El estado de alerta y movilización se mantendrá durante toda la semana, y desde el gremio se encuentran evaluando acciones legales y judiciales en defensa del trabajo profesional. Mientras tanto, en las salas de espera de los consultorios locales, la incertidumbre crece entre los jubilados.
Los médicos insisten en que el ajuste no solo afecta sus honorarios, sino que resiente la calidad de atención que reciben los afiliados, quienes se encuentran atrapados en una disputa burocrática. La entrega de la nota a la conducción regional de PAMI y al Sistema Integrado de Salud Pública (SISP) también busca visibilizar que el colapso en la atención termina sobrecargando al sistema de salud municipal.

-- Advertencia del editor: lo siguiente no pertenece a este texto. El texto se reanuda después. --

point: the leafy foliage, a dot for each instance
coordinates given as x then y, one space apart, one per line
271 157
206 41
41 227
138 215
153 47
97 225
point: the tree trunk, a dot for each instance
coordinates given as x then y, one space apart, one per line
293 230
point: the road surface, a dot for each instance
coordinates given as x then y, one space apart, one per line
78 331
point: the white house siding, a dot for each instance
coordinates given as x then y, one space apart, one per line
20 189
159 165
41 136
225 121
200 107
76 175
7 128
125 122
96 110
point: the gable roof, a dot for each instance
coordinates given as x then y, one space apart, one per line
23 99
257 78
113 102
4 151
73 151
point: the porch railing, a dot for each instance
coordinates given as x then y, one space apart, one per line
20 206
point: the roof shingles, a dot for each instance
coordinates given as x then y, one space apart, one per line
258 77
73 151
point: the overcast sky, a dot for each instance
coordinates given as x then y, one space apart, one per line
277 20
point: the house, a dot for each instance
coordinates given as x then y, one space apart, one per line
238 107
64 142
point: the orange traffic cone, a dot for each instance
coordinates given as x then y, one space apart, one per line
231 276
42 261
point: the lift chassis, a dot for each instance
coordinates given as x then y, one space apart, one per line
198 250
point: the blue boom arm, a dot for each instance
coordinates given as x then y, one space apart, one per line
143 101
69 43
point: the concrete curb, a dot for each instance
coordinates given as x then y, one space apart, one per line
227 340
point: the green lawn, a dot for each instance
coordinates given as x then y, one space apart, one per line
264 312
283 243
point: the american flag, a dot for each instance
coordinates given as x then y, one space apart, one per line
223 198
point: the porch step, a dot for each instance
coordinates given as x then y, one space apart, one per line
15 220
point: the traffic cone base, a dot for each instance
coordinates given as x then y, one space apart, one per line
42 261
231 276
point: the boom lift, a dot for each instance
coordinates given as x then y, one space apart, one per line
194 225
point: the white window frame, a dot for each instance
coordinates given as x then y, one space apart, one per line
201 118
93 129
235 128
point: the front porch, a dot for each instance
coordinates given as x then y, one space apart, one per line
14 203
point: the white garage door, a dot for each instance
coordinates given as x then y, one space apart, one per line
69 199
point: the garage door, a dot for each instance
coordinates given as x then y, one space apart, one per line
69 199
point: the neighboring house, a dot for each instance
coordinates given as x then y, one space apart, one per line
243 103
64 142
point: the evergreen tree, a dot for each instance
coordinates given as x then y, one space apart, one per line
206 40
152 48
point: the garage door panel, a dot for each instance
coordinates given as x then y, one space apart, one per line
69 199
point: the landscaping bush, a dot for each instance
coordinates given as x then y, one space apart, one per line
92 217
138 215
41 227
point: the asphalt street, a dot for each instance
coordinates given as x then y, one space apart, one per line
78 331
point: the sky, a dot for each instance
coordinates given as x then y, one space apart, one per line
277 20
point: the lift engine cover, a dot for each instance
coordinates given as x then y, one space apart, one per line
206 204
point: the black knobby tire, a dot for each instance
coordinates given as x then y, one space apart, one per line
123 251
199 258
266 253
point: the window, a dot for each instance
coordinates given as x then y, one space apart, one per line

Con la acefalía en la oficina de la calle Pinto, sin un jefe local que pueda dar respuestas a las particularidades de Tandil, los médicos se ven obligados a elevar sus reclamos a la delegación regional. Mientras tanto, los turnos se acumulan y las urgencias se convierten en la única vía de acceso a la salud para los jubilados tandilenses. La comunidad médica local espera que este paro de 72 horas sirva como un llamado de atención definitivo para que las autoridades nacionales de la obra social revisen una política que, según denuncian, está desmantelando la atención primaria.